Editoriaux - International - Politique - Table - 20 juin 2018

Trump : dans les relations internationales, les plus brutaux ne sont pas forcément les plus dangereux

La rencontre de Singapour entre Donald Trump et Kim Jong-un est, incontestablement, un acte de paix. Même si on ne sait pas encore quelles en seront toutes les suites, l’initiative de Trump a changé la donne dans cette région du monde.
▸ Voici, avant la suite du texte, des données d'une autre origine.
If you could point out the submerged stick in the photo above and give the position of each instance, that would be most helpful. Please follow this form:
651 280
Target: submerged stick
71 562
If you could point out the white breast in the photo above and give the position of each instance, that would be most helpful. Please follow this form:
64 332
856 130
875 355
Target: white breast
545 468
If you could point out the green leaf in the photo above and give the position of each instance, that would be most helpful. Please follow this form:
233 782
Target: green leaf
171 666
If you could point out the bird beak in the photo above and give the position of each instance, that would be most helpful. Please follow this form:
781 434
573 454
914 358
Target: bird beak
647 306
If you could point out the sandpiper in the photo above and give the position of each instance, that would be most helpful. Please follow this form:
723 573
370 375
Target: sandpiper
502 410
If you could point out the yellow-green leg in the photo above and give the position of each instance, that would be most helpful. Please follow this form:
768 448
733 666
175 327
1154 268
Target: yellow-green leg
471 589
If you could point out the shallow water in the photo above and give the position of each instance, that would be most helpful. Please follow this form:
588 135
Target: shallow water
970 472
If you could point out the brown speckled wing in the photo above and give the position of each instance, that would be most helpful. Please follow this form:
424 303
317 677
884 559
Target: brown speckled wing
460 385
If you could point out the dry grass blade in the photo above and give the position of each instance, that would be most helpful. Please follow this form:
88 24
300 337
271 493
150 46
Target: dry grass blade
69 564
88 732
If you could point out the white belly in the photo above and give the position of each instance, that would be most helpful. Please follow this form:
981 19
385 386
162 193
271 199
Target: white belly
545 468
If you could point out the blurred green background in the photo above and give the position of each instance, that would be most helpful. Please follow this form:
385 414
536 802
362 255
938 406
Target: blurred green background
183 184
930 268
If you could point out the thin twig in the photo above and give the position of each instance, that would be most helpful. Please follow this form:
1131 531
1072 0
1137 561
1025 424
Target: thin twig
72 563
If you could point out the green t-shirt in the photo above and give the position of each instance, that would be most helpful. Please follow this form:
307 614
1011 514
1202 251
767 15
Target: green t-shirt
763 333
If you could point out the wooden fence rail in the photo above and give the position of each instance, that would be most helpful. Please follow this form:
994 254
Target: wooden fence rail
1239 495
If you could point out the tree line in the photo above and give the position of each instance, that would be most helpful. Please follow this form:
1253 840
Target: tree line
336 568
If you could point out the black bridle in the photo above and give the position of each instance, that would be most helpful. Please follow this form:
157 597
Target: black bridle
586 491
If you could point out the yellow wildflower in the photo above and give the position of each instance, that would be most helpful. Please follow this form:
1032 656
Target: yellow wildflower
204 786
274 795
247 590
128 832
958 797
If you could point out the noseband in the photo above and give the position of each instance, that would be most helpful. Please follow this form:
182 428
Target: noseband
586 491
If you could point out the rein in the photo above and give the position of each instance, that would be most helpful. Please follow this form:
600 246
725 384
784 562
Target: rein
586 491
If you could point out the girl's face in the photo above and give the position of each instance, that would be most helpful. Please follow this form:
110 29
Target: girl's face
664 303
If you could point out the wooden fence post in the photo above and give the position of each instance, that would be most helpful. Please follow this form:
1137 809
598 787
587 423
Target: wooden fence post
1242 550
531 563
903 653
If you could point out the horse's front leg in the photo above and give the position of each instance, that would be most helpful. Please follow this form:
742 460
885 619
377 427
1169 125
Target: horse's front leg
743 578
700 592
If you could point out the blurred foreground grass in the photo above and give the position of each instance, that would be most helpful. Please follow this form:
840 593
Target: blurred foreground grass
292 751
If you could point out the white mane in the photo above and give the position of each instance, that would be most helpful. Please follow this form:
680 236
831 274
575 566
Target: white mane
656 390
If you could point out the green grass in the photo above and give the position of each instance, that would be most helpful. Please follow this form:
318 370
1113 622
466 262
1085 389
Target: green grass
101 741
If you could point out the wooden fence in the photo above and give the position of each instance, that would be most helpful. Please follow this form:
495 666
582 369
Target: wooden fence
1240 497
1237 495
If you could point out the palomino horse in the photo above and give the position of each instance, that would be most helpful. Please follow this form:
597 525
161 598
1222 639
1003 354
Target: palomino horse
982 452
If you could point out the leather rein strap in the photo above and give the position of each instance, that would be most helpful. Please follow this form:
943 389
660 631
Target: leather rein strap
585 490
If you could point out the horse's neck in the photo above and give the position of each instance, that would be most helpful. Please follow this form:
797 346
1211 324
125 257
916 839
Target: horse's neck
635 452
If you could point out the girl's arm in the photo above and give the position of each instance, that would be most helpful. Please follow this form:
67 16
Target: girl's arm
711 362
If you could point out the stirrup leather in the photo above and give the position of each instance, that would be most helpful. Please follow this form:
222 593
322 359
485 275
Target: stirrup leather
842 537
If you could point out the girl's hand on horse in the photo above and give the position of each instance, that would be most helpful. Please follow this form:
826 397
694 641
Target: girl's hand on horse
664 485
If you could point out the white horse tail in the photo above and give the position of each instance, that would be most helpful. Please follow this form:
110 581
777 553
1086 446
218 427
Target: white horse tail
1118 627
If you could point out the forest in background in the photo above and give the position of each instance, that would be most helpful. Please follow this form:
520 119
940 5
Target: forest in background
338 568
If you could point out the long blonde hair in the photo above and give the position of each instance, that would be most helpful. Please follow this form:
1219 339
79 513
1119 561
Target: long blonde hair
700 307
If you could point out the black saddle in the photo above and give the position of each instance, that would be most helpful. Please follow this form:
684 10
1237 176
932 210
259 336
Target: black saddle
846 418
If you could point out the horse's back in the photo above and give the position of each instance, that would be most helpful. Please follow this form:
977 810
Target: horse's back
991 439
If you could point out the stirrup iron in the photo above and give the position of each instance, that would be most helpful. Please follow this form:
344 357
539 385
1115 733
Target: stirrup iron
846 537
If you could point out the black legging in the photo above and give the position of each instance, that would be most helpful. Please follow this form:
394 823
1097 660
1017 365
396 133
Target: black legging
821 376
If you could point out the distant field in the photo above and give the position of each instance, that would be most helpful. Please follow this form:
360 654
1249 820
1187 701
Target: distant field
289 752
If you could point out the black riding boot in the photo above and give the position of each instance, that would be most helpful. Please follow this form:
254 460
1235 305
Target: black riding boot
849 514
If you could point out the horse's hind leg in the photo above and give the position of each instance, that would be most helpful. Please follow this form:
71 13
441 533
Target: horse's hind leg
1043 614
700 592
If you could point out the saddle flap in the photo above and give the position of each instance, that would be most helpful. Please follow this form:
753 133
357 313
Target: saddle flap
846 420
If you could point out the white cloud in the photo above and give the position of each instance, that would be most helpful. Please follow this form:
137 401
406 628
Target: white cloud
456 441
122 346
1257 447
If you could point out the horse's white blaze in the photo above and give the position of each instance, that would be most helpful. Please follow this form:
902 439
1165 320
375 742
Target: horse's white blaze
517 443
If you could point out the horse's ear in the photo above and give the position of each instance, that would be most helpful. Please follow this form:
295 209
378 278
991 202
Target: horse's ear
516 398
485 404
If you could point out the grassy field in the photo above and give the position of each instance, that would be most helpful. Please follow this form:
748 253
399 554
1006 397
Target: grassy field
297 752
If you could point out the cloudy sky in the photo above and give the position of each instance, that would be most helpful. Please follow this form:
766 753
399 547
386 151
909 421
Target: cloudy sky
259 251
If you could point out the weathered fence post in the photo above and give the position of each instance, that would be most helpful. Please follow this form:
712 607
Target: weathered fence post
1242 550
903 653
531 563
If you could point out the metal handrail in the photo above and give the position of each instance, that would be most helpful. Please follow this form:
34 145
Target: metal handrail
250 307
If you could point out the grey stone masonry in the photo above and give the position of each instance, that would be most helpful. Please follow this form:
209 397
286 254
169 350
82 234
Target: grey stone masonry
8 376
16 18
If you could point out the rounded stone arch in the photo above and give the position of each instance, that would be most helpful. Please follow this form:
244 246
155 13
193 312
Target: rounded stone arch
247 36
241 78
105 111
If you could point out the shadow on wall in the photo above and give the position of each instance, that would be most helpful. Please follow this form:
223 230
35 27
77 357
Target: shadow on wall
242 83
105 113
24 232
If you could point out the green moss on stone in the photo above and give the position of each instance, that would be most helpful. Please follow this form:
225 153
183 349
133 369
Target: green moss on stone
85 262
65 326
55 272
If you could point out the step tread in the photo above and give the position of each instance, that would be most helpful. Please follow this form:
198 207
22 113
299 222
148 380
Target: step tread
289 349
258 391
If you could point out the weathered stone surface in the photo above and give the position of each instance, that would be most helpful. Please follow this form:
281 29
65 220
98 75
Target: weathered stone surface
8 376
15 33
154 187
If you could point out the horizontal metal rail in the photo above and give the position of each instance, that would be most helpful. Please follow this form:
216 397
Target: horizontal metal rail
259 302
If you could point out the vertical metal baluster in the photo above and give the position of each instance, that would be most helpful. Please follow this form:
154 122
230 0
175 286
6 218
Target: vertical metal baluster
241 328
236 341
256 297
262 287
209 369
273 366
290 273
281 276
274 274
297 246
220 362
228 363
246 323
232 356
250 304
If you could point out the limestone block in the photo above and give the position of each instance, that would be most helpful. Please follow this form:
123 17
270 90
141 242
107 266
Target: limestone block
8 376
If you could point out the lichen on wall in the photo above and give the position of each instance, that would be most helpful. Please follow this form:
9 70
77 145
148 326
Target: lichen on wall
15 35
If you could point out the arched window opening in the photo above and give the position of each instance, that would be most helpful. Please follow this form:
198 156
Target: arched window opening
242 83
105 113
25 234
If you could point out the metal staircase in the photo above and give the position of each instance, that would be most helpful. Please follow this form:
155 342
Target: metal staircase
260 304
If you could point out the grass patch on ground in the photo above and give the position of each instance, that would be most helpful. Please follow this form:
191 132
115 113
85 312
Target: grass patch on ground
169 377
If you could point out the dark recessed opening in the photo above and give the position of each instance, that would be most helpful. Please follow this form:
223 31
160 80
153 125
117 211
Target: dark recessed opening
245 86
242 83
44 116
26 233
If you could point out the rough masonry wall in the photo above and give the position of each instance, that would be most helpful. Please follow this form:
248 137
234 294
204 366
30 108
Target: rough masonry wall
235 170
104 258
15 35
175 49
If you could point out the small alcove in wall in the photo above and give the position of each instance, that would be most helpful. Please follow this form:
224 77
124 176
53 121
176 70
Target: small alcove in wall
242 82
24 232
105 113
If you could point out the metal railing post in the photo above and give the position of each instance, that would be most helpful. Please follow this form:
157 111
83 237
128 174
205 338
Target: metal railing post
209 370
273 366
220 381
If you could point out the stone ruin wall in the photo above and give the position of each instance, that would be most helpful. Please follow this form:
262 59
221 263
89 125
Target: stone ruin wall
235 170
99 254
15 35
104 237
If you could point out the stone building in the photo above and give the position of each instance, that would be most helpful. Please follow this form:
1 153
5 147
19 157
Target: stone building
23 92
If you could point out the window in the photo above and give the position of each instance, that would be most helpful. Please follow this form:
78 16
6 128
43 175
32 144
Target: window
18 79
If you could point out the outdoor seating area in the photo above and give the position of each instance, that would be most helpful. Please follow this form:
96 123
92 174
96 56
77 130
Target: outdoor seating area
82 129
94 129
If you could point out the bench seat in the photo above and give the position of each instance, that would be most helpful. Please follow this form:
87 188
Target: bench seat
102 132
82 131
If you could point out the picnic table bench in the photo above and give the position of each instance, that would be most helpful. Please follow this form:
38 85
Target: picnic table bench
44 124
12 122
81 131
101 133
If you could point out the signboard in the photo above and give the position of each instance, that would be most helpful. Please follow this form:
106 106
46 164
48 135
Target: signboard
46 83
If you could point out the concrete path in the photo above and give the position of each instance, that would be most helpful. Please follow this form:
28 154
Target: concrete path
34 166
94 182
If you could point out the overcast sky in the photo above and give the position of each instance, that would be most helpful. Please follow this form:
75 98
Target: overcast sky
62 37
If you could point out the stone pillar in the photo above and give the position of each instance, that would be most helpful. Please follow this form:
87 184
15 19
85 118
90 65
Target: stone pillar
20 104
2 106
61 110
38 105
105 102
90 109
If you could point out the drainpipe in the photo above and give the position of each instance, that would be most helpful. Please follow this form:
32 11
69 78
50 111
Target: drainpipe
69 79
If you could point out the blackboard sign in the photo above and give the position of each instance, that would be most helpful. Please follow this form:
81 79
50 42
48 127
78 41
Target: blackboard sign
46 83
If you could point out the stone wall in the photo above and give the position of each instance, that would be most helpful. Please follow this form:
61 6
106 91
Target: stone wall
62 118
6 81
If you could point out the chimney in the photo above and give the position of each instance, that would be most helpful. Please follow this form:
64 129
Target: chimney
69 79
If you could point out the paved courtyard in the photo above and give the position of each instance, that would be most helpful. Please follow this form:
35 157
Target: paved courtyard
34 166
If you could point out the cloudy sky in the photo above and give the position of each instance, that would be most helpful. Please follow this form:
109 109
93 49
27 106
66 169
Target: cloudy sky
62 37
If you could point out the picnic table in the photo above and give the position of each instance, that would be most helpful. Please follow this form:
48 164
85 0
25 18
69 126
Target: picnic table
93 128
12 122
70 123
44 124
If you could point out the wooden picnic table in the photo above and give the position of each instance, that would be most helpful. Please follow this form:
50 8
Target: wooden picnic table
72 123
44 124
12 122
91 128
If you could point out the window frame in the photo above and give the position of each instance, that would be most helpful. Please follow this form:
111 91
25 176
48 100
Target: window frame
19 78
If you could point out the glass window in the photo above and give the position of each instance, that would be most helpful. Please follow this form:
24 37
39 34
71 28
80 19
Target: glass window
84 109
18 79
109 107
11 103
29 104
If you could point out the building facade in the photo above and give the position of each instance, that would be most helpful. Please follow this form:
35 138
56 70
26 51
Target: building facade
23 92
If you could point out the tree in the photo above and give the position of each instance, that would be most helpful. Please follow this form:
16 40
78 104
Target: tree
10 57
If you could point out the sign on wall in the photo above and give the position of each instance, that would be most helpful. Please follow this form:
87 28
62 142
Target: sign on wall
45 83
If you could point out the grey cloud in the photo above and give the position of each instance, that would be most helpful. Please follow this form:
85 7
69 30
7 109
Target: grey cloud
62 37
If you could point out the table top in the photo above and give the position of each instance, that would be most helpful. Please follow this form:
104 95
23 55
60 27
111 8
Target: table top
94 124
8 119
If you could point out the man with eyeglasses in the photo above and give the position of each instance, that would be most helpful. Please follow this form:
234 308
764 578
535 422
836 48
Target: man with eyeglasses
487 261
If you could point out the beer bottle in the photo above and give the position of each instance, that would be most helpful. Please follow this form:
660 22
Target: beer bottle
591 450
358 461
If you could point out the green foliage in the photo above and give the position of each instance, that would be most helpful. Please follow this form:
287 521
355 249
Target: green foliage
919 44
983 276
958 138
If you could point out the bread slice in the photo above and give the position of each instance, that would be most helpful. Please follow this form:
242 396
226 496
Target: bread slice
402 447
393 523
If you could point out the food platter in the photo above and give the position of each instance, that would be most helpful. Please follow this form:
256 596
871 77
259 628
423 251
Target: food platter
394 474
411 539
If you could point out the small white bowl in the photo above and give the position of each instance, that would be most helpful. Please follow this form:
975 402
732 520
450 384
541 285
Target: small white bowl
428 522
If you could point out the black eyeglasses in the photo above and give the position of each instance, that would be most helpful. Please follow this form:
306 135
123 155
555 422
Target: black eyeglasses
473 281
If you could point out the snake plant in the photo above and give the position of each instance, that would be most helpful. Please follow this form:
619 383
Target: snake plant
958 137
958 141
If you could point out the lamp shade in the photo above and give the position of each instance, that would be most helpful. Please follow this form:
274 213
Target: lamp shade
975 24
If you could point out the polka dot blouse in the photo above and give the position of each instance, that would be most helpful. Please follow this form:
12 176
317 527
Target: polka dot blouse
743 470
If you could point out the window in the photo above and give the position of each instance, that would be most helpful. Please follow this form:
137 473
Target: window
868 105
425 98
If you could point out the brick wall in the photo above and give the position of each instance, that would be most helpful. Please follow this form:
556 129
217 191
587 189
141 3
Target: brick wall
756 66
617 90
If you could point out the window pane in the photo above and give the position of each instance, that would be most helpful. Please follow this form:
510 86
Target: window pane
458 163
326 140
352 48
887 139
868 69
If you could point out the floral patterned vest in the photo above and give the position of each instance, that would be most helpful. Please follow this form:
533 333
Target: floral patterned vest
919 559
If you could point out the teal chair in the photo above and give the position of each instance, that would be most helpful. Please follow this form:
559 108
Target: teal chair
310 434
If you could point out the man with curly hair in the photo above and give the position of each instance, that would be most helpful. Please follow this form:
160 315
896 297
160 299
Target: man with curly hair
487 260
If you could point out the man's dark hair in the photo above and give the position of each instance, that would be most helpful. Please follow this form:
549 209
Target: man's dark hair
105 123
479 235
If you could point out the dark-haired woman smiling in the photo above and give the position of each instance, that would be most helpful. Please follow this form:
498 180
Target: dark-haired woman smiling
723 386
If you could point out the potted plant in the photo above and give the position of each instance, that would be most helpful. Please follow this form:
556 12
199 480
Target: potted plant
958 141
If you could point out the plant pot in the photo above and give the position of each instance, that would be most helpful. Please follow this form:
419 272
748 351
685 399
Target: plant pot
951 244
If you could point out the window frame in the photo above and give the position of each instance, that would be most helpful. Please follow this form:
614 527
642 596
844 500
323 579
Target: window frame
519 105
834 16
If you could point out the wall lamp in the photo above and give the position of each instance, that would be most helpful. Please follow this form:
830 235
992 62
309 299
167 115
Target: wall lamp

Il a débloqué une situation de tension gelée depuis des années.

Trump est aussi celui qui a décidé de retirer les troupes américaines de Syrie, malgré les efforts aussi pathétiques que ridicules de Macron pour qu’il les y maintienne.

Et Trump, que l’opinion commune dit être un danger pour le monde, à qui il arrive de parler avec une violence sans précédent dans les relations internationales, n’a encore déclenché aucune guerre, à la différence de son prédécesseur si policé Obama et de sa si intellectuelle secrétaire d’État Clinton, qui en ont déclenché quatre.

Trump est d’autant plus obligé de jouer les durs qu’il se trouve en porte-à-faux comme aucun de ses prédécesseurs ne l’avait été : désireux de rencontrer Poutine en tête-à-tête, comme il serait normal qu’il le fasse, il en est empêché par la procédure lancée par ses adversaires pour l’aide supposée que la Russie lui aurait apportée dans son élection. Face à une administration hostile, il est contraint à des déclarations violentes – contre la Syrie, l’Iran, voire la Russie (et, hier, la Corée du Nord) ou à des simulacres de terribles bombardements, comme celui du 14 avril dernier en Syrie, que l’on pourrait croire méticuleusement planifié avec les Russes pour ne faire de mal à personne. Chemin difficile d’un homme de paix à qui tout soupçon de faiblesse serait fatal.

On dit que Trump veut élever des frontières, notamment avec le Mexique. Ses prédécesseurs néo-libéraux, étaient, eux, prompts à les effacer, dans les Balkans ou au Proche-Orient, quitte à détruire toute structure étatique, à coup de B-52.

Si vis pacem , para bellum, dit le vieil adage. Le cas de Trump illustre bien ce qui s’observe si souvent dans les relations internationales : ceux qui paraissent les plus durs, les plus menaçants, les plus raides dans la défense de leurs intérêts nationaux ne sont pas forcément, quant au fond, les plus belliqueux.

Le président Nixon passait pour un faucon, un extrémiste de la guerre froide. C’est cependant lui qui a ramené la paix au Vietnam, tendu audacieusement la main à la Chine de Mao, ouvert avec l’URSS un dialogue qui conduisit aux accords SALT et à ceux d’Helsinki. À l’inverse, le président Kennedy, bien mieux vu de l’opinion internationale, qui savait si bien jouer de son charme juvénile, reste celui qui a commencé la guerre du Vietnam, laquelle devait s’avérer un drame majeur pour ce pays et un terrible échec pour l’Amérique. Après lui, Johnson, bien vu aussi de beaucoup pour sa politique sociale et son combat contre les discriminations, ne sut que s’y enfoncer.

En France, le général de Gaulle, réputé nationaliste ombrageux, mal vu des bien-pensants de tous bords, a terminé deux guerres et n’en a commencé aucune. Les démocrates-chrétiens du MRP, si modérés, si bien élevés, si proches de l’épiscopat, ne surent que jeter de l’huile sur le feu au commencement des guerres d’Indochine et d’Algérie. Il fallut faire, pour dénouer ces deux conflits où la IVe République s’enlisa, faire appel à un juif franc-maçon, Mendès France, et au Général, qu’on soupçonnait dans les sacristies de ne pas être un vrai catholique, sans doute parce qu’il cultivait trop la vertu de force.

Ainsi, l’habit ne fait pas le moine. Depuis longtemps, déjà, ceux qui font la paix ne sont pas les plus onctueux, ni les moins rudes ; ceux qui font la guerre ont souvent l’air de gens très convenables.